I started in 2010. I created a blog during the pre-Instagram, Twitter days. I noticed many of my friends made music, and some of them started getting into fashion and falling in love with the arts. I decided to create a platform for them to showcase their talent. Just because you don’t have a large audience [or] fan base or you’re not “well established” yet, doesn’t mean you don’t deserve to be highlighted. I created Urban Alley, and I ran that from 2010 to 2015. During that time, I discovered and gave artists like Travis Scott, thanks to Ryan Knew, his first platform, who was early in his career while in a group with OG Che$$. Another artist from Houston, Maxo Kream, and Rotimi; we went to high school together.
What prompted your move to Atlanta?
With the pandemic, everything stopped and changed things. However, looking from the outside and seeing how everything was still functioning in Atlanta, I thought I might need to check out the scene. My best friend, Grammy-nominated songwriter Sir Charles, suggested I should come out there.

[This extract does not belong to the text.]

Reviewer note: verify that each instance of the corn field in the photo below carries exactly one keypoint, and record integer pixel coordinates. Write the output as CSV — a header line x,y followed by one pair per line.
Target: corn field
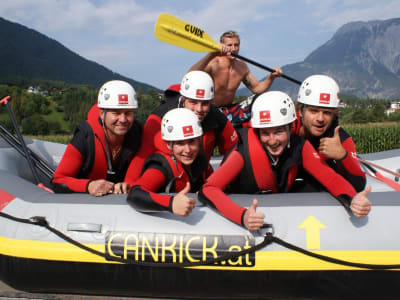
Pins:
x,y
375,137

He said, “Come out here and stay for a weekend, check it out, and if you like it, cool; if not, then stay where you at.” I came down and was hooked, so I made the transition.
What type of artist do you take on?
For one, I’m not a yes-man. I stand on integrity, and I’m very straightforward. If you’re not ready to take this thing on, let’s go through the grooming process because I may feel there’s something there [but] you just haven’t tapped into it yet. I look for a passion and people who understand that things are a process, especially as a publicist, because the misconception is that everything takes off when an artist gets a publicist. And that’s not “always” the case. Many artists think publicists come in and wave a wand, and we are not magicians.
What are your future goals?
When our agency comes into the picture, our goal is to make clients more impactful, take them to the next level, and enlarge the capacity of who they’re meant to be. I want my agency to be a one-stop shop. I can’t say what all that entails right now but I do know we will be able to help clients make a prolific impact on the culture!